The model was created and all approximations were satisfied to verify that the system did indeed reflect the Parker laser pulse model. The simulated model in FLUENT matches almost exactly the temperature profile obtained from the Parker model. By ensuring the accuracy of the initial reference case, confidence is insured when analyzing the relaxation of the approximations.

This model incorporated conditions typically seen in an actual system and was a good indication of realistic conditions. Systematically evaluating each of the approximations, it was discovered that the thickness of the layer of energy absorbed, the length of the energy absorption, and the multi-dimensional heat flow all lead to significant error when the approximations are relaxed. Consequently, satisfying these approximations is necessary to obtain accurate results in the laser pulse method. In contrast, heat transfer from the sample had no measurable effect on the results. Relaxation of this approximation introduced no additional error into the diffusivity calculations.

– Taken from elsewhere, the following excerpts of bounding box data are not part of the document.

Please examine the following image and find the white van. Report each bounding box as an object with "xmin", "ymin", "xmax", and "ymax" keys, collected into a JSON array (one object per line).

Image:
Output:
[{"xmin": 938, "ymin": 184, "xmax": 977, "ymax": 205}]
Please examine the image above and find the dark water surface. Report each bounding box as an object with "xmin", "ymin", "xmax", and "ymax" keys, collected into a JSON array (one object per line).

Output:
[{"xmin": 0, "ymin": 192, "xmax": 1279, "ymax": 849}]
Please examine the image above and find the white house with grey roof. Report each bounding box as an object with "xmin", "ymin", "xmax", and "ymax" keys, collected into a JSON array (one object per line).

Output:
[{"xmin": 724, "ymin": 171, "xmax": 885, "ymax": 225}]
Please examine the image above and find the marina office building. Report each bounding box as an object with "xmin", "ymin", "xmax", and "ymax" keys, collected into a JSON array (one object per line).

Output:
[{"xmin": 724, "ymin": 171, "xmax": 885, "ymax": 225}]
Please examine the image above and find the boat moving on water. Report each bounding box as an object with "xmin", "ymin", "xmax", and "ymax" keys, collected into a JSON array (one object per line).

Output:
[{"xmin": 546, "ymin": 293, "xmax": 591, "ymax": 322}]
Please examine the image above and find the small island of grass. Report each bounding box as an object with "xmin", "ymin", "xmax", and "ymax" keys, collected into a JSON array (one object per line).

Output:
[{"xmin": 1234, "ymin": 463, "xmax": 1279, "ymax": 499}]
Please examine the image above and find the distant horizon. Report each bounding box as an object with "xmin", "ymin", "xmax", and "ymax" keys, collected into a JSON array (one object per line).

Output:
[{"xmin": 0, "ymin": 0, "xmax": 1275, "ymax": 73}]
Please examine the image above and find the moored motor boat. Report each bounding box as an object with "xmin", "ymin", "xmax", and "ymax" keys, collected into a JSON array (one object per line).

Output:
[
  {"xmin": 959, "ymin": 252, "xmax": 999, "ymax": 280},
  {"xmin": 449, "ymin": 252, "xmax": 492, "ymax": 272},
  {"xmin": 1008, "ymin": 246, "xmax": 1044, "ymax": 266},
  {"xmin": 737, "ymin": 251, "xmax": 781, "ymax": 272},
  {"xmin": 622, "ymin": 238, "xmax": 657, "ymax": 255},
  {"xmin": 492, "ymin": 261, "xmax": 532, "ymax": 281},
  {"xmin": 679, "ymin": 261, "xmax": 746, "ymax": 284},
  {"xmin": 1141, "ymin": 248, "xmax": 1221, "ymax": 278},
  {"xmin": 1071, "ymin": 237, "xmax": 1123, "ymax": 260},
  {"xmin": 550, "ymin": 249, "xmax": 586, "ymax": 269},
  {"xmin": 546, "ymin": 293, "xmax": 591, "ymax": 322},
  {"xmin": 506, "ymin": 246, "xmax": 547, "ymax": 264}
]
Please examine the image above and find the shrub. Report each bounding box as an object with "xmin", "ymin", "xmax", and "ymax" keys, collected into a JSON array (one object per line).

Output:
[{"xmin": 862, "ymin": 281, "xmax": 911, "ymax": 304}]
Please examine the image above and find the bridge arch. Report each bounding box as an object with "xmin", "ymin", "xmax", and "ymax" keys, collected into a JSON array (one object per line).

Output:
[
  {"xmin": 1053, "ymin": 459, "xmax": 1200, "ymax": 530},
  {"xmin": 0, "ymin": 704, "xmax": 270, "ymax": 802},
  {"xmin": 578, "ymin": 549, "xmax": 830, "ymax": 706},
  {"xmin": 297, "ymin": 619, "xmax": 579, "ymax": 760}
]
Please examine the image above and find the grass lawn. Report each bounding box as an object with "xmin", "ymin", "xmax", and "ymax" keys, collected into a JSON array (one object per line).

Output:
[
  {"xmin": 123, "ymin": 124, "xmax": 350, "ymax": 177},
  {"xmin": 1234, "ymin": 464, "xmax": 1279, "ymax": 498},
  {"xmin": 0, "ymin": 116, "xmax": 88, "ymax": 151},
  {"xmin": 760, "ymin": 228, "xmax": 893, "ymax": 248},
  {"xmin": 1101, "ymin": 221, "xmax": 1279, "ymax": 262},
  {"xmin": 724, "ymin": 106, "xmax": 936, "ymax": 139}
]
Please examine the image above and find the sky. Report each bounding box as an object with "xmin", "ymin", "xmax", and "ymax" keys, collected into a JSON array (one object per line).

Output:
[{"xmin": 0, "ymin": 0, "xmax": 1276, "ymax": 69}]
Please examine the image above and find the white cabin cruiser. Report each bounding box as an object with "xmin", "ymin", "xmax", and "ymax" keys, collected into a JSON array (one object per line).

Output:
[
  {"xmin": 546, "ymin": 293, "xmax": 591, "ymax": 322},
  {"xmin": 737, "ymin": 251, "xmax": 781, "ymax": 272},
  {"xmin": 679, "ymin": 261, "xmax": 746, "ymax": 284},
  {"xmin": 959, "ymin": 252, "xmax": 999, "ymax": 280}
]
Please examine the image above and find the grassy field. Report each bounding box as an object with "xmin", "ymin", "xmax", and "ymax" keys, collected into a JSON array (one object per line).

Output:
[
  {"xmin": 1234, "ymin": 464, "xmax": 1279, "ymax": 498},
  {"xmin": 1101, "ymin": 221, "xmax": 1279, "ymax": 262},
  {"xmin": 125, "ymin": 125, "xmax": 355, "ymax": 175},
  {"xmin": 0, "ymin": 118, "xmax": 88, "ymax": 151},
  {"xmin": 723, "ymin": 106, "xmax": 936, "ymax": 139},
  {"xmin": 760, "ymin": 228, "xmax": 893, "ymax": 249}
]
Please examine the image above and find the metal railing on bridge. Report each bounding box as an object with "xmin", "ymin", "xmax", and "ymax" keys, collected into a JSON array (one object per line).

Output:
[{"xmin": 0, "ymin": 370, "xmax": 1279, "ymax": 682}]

### Heat Transfer from Surfaces

A convection coefficient was introduced to simulate heat transfer by means of convection from the surface. Values were chosen to represent natural convection, the principle mode of heat transfer in the system. At values of h, the convection coefficient, approaching the reasonable maximum for natural convection, there is no noticeable deviation of the temperature profile from the reference case. (Seen in Figure 2) Additionally, there was no change in the calculated diffusivity and associated error in any of the tested cases. It can be deducted that the heat transfer approximation is insignificant in the realm of natural convection.

### Other Varied Approximations

This study revealed that all other relaxed approximations resulted in significant error and markedly different temperature profiles. An example of this is seen in Figure 3. As the layer in which energy absorbed was increased, the temperature profile deviated from the Parker model, and the resulting error was significant.

### Conclusion and Project Benefits

This project revealed the necessity of satisfying the majority of the established approximations for the laser flash method of measuring thermal diffusivity. With the exception of heat transfer by means of natural convection, all of the relaxed approximations introduced significant error into the resulting diffusivity calculations. Since these approximations are difficult to satisfy in practice, a more robust model is required to make accurate diffusivity measurements based on realistic experimental conditions. A more robust, second generation analytical model for measuring the thermal diffusivity is currently under development. The model developed in FLUENT is currently being used to validate this accurate and robust algorithm for extracting values of the thermal diffusivity from data realistically obtainable using a pulsed laser diffusivity measurement system. This project has taught me use of valuable software tools such as FLUENT. I have also been able to learn crucial skills in research method and written communication.